A união entre os partidos União Brasil e PP se juntou à oposição e decidiu não apoiar as novas medidas do governo Lula que pretendem substituir o aumento do IOF. Eles “fecharam questão” sobre o assunto, o que significa que todos os seus deputados e senadores devem votar da mesma forma. Essa decisão pode dificultar a aprovação da medida provisória que o governo enviará ao Congresso, que inclui aumento de impostos sobre apostas, fintechs e alguns títulos de crédito. Com 109 deputados, essa aliança tem mais força do que as bancadas do PL e do PT. No Senado, eles têm 14 parlamentares. Apesar de ocuparem quatro ministérios no governo, essa aliança mostra descontentamento com as novas propostas. Senadores de outros partidos também criticaram as medidas, alegando que elas prejudicam o crescimento do país. O ministro da Fazenda, Fernando Haddad, falou sobre a necessidade de discutir o fim dos supersalários e apresentou um novo pacote fiscal para substituir o aumento do IOF, mas essas mudanças ainda precisam ser aprovadas pelo Congresso.
A federação entre União Brasil e PP se uniu à oposição e anunciou que não apoiará as novas medidas do governo Lula (PT) que visam substituir o aumento do IOF (Imposto sobre Operações Financeiras).
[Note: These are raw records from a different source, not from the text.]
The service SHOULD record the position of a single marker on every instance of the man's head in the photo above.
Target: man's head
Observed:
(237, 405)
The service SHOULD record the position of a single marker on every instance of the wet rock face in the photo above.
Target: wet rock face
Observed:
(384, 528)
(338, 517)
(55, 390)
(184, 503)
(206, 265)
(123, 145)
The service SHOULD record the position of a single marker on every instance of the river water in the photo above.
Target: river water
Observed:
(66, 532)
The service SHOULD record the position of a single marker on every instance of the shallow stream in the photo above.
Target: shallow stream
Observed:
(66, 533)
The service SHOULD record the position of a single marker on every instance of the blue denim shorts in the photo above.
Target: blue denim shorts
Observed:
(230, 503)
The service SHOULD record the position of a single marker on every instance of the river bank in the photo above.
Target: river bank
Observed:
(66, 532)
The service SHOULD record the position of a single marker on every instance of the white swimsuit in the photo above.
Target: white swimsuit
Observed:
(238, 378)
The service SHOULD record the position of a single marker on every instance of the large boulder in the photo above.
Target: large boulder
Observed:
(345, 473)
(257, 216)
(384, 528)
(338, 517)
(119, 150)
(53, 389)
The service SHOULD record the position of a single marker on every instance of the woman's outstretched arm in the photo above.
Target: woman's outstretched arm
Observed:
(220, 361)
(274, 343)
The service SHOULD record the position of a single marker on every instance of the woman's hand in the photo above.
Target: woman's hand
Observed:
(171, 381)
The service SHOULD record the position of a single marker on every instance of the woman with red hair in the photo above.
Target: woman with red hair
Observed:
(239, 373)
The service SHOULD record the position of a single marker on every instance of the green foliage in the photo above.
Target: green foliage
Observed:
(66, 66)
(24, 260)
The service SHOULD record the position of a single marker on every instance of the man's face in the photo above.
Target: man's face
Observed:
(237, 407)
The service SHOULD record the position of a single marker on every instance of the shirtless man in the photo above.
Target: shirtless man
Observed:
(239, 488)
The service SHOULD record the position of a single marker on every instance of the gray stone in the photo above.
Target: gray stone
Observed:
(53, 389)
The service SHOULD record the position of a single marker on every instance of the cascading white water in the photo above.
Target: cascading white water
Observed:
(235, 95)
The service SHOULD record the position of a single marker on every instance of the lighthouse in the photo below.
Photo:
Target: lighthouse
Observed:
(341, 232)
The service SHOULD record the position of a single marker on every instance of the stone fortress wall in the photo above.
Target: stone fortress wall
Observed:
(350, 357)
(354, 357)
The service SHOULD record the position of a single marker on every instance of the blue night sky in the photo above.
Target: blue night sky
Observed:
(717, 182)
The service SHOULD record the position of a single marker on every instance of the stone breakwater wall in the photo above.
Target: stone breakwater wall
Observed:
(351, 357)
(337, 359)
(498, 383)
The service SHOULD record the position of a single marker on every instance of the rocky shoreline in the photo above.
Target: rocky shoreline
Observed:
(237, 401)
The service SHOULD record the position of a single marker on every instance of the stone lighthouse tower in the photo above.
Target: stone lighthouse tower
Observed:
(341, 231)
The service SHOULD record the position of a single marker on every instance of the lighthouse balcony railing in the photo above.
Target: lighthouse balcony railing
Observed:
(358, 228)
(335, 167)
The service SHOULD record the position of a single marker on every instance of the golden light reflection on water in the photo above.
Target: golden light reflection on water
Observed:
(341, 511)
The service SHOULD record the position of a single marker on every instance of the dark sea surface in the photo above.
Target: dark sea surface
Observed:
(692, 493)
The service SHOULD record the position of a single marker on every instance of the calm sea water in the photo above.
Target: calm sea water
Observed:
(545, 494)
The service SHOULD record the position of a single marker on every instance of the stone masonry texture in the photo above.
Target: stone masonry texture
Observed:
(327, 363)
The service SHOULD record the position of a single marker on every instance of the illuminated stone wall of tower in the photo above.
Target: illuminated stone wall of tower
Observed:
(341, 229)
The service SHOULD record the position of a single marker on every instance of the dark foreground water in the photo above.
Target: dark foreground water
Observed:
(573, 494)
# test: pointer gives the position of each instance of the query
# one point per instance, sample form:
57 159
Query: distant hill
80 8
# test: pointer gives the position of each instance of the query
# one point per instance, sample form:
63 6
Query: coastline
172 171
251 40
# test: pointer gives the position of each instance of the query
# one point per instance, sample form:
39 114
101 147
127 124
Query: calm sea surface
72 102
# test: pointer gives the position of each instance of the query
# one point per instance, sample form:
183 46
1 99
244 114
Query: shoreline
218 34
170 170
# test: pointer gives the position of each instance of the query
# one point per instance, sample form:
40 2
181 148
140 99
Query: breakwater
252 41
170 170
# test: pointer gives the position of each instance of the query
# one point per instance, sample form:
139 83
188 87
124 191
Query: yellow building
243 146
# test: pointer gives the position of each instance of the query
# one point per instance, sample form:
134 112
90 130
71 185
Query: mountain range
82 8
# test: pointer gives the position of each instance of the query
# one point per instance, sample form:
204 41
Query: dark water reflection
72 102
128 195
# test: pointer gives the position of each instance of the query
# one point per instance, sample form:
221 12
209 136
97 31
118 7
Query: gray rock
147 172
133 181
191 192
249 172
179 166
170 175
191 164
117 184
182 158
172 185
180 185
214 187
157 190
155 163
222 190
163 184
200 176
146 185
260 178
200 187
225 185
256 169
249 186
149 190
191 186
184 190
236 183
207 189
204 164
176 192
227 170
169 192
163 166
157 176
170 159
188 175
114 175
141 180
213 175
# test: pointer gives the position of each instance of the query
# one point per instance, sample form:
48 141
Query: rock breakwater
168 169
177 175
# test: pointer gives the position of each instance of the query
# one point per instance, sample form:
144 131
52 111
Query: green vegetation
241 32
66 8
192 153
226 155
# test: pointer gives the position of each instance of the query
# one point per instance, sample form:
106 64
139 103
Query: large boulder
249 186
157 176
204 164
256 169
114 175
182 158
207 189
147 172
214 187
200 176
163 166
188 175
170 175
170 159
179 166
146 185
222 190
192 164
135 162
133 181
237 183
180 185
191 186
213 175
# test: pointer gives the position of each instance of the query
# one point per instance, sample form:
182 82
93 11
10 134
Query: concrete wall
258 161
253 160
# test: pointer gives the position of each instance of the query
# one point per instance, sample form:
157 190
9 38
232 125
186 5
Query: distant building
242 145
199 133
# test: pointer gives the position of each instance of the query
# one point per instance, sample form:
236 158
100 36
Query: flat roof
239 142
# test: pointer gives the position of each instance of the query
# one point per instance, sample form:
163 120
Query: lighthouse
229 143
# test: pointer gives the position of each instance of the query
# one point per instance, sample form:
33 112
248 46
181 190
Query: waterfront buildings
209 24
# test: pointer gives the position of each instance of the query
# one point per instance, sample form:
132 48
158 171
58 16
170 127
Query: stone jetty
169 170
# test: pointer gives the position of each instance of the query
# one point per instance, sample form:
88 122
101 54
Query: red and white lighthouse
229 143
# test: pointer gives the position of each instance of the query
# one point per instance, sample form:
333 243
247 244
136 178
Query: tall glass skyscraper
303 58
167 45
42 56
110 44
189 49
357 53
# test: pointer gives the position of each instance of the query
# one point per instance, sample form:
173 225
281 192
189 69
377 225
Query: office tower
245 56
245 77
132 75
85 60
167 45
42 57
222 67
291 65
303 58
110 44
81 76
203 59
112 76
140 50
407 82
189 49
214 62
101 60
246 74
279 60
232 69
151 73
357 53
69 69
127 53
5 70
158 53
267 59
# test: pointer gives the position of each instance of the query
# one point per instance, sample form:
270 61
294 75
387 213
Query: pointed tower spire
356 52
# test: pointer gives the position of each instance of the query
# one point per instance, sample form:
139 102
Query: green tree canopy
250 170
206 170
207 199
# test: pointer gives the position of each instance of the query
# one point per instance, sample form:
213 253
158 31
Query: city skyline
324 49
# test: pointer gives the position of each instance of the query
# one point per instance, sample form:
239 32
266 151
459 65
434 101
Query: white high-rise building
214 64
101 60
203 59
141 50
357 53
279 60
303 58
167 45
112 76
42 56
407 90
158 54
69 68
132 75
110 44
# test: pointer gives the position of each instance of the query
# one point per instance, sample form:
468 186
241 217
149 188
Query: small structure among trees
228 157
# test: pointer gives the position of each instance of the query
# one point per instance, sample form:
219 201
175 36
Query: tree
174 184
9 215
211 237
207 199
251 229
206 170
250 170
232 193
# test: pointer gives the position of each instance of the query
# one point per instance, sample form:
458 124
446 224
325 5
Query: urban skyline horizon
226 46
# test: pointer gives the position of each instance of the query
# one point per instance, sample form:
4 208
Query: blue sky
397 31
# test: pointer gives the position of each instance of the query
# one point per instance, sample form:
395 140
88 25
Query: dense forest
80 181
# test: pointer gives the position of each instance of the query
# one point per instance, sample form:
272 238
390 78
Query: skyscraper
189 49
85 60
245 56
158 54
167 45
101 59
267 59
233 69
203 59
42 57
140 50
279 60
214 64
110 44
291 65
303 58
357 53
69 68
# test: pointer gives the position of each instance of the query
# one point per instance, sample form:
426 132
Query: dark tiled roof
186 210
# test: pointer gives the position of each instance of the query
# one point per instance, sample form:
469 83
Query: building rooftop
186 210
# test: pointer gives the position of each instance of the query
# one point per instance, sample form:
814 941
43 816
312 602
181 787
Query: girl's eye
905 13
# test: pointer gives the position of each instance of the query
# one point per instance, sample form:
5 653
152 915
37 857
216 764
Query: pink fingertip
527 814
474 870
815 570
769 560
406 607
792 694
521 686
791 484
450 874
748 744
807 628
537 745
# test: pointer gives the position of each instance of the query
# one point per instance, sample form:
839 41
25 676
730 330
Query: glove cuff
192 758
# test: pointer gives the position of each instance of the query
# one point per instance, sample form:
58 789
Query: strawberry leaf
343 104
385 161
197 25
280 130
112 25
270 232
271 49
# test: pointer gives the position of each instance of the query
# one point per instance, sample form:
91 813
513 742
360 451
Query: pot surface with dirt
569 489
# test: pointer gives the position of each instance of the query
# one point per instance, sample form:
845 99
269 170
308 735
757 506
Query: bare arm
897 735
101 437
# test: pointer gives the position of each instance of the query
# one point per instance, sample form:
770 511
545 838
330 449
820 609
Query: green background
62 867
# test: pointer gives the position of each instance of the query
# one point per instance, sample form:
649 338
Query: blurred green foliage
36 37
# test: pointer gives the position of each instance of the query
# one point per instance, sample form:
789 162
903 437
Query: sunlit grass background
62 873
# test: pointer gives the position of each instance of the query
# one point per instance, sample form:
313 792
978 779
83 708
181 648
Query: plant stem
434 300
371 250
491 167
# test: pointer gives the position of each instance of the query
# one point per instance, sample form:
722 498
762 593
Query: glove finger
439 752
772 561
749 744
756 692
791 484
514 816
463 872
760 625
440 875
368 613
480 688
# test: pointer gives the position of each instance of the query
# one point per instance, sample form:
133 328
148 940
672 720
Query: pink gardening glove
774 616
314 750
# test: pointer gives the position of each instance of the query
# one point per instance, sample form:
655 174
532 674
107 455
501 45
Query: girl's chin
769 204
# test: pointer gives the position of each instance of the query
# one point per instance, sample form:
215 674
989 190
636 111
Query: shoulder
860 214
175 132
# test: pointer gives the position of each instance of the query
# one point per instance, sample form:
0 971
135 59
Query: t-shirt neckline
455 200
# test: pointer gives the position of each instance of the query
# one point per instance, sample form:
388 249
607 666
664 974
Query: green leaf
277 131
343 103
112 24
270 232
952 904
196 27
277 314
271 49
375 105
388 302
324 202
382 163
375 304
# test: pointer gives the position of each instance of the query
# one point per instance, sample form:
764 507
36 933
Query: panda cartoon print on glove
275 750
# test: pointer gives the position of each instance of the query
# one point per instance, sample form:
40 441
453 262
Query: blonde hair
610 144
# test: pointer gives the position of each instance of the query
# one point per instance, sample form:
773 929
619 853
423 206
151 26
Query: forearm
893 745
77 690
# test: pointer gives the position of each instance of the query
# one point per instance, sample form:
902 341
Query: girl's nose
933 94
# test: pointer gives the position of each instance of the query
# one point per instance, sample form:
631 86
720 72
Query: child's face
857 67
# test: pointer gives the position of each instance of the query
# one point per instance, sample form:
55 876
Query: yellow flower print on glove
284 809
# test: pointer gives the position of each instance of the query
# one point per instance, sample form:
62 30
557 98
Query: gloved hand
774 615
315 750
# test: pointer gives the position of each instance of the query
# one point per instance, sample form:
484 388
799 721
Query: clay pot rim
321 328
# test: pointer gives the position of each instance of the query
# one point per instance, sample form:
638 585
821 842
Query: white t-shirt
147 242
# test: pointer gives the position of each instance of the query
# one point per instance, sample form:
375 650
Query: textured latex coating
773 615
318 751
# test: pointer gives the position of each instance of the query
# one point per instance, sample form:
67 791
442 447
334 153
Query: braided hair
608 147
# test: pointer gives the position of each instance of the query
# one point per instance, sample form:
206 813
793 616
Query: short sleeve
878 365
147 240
Os partidos “fecharam questão” sobre o tema, o que significa que suas bancadas na Câmara e no Senado devem votar em bloco. A medida pode resultar em punições para parlamentares que desrespeitarem a orientação.
Esse movimento do centrão complica a aprovação da medida provisória que o governo deve enviar ao Congresso ainda esta semana. As novas propostas incluem o aumento da tributação sobre bets, fintechs e alguns títulos de crédito, com o objetivo de ampliar a arrecadação.
Com 109 deputados, a união entre União Brasil e PP supera as bancadas do PL e do PT. No Senado, os dois partidos somam 14 parlamentares. Apesar de terem quatro ministérios no governo, a aliança com a oposição demonstra um descontentamento com as novas medidas. O União Brasil, presidido por Davi Alcolumbre, controla pastas importantes, como Integração e Desenvolvimento Regional, enquanto o PP lidera o Ministério do Esporte.
Senadores de partidos como PL, Republicanos, Novo e PSDB criticaram as propostas do governo, afirmando que elas “punem o crescimento e o investimento de longo prazo do país”. Em resposta, a oposição sugere cortes e revisões de benefícios fiscais, com o presidente da Câmara, Hugo Motta, defendendo a necessidade de eliminar isenções fiscais.
O ministro da Fazenda, Fernando Haddad, reiterou a importância de discutir o fim dos supersalários e apresentou um pacote fiscal para substituir o aumento do IOF. As mudanças ainda precisam passar pela aprovação do Congresso, após serem chanceladas pelo presidente Lula.